Yeah, the big theatre had
- Main Film
- B film
[etc.]
A small theatre, during the morning/day, might just have only one film: something, film, something, film, something, film, something.

people just did accept it. Trailers of the era also often revealed what we would now call spoilers.
It occurs to me that traditional storytelling involves a great deal of telling stories over again; and that people with a limited number of books most likely read them repeatedly; also that people still often go to see plays, etc. that they already know the plot of. Maybe it’s those of us in modern times who are weird about this, and for most people through history most stories were expected to be familiar, in which case coming in in the middle wouldn’t make much difference. There’d be a first time you saw/heard anything, of course, but there might not have been considered to be anything really important about that first experience; which might have been when you were too small to remember it much anyway.
This is an I Just Pulled It Out Of My Butt Theory and there may not be anything in it.

Actually, the marketing campaign said no one would be admitted after the film started.
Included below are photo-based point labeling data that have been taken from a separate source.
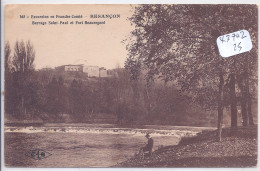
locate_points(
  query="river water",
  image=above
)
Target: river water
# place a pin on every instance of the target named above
(84, 145)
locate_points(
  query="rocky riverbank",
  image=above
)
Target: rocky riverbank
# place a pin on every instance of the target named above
(237, 149)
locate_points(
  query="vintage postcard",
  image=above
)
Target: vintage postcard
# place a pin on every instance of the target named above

I don’t know how strictly the policy was enforced. Theater owners objected but until it became apparent that people lining up for performances helped publicize the movie.
Hitchcock claimed it was his idea. He also asked audiences not to reveal the twist and explained quite clearly to Truffault that he did not want people to wonder why there was no Janet Leigh when she was prominently billed.
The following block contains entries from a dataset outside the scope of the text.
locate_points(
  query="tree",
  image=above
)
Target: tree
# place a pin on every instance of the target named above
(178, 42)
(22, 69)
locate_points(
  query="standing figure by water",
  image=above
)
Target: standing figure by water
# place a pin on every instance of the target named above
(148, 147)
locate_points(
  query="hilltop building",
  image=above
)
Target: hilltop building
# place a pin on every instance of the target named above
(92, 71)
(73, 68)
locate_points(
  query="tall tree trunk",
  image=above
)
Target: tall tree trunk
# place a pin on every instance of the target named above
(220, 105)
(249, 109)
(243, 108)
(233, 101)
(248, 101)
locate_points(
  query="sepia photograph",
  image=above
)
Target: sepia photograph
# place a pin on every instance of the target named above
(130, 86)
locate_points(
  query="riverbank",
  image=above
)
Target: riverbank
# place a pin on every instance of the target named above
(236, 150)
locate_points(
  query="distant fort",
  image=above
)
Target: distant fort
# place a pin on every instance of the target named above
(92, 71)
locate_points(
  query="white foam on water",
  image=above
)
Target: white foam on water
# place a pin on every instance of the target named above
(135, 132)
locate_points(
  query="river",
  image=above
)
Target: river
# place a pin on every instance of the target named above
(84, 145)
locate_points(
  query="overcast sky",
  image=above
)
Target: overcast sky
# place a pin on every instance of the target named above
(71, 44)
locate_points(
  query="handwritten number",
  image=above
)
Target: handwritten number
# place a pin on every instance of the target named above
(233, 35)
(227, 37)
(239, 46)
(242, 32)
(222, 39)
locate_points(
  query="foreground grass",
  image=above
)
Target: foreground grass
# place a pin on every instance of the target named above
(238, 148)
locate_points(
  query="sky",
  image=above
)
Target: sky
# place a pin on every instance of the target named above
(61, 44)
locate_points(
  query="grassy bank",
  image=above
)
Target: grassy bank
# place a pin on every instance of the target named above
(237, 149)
Were mystery movies even a big thing, at the time? Or for that matter, movies with a strictly chronological story at all?
Detective and mystery stories have always been big. The Big Sleep, The Maltese Falcon, the Thin Man series, Sherlock Holmes movies, literally dozens of Hitchcock movies.
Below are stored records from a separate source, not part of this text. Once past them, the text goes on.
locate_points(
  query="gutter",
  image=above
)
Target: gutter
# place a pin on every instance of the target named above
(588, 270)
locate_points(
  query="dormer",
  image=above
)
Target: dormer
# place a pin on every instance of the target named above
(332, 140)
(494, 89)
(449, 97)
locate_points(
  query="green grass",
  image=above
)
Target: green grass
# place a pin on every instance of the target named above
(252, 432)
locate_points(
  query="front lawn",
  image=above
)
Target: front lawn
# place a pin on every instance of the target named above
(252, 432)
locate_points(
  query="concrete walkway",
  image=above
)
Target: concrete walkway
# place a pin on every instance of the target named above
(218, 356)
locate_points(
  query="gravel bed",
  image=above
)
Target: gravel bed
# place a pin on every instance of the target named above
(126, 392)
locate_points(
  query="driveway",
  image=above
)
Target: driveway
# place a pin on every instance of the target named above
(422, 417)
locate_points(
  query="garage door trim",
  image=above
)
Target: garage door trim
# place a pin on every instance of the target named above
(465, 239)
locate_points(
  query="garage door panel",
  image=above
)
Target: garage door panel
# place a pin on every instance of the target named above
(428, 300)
It occurs to me that traditional storytelling involves a great deal of telling stories over again; and that people with a limited number of books most likely read them repeatedly; also that people still often go to see plays, etc. that they already know the plot of. Maybe it’s those of us in modern times who are weird about this, and for most people through history most stories were expected to be familiar, in which case coming in in the middle wouldn’t make much difference. There’d be a first time you saw/heard anything, of course, but there might not have been considered to be anything really important about that first experience; which might have been when you were too small to remember it much anyway.
I dunno, the dialogue between young Gothic novel fans Catherine and Isabella in Jane Austen’s Northanger Abbey (published 1817, but written around 1803) certainly suggests that mystery and suspense are a big part of the appeal for them, and their attitudes toward spoilers are not significantly different from modern ones:
"… But, my dearest Catherine, what have you been doing with yourself all this morning? Have you gone on with Udolpho?”
“Yes, I have been reading it ever since I woke; and I am got to the black veil.”
“Are you, indeed? How delightful! Oh! I would not tell you what is behind the black veil for the world! Are not you wild to know?”
“Oh! Yes, quite; what can it be? But do not tell me—I would not be told upon any account. I know it must be a skeleton, I am sure it is Laurentina’s skeleton. Oh! I am delighted with the book! I should like to spend my whole life in reading it. I assure you, if it had not been to meet you, I would not have come away from it for all the world.”
Oh, well. I did say

This is an I Just Pulled It Out Of My Butt Theory and there may not be anything in it.
I don’t know if this joke has been mentioned yet, but it may be obscure to a segment of the population.
Q. What did they find at Jeffrey Dahmer’s autopsy?
A. Jimmy Hoffa
Jeffrey Dahmer was the notorious serial murderer and cannibal who was murdered in prison in 1994. Jimmy Hoffa was the UAW leader who mysteriously disappeared in 1975 and presumed dead. Both events occurred far enough back in time that many adults may not know of them.
“Dial M for Murder” came before “Psycho”, and, IMHO, depended much more on the twist at the end. The difference with Psycho is that Psycho had an important twist at the beginning. That was new and unusual.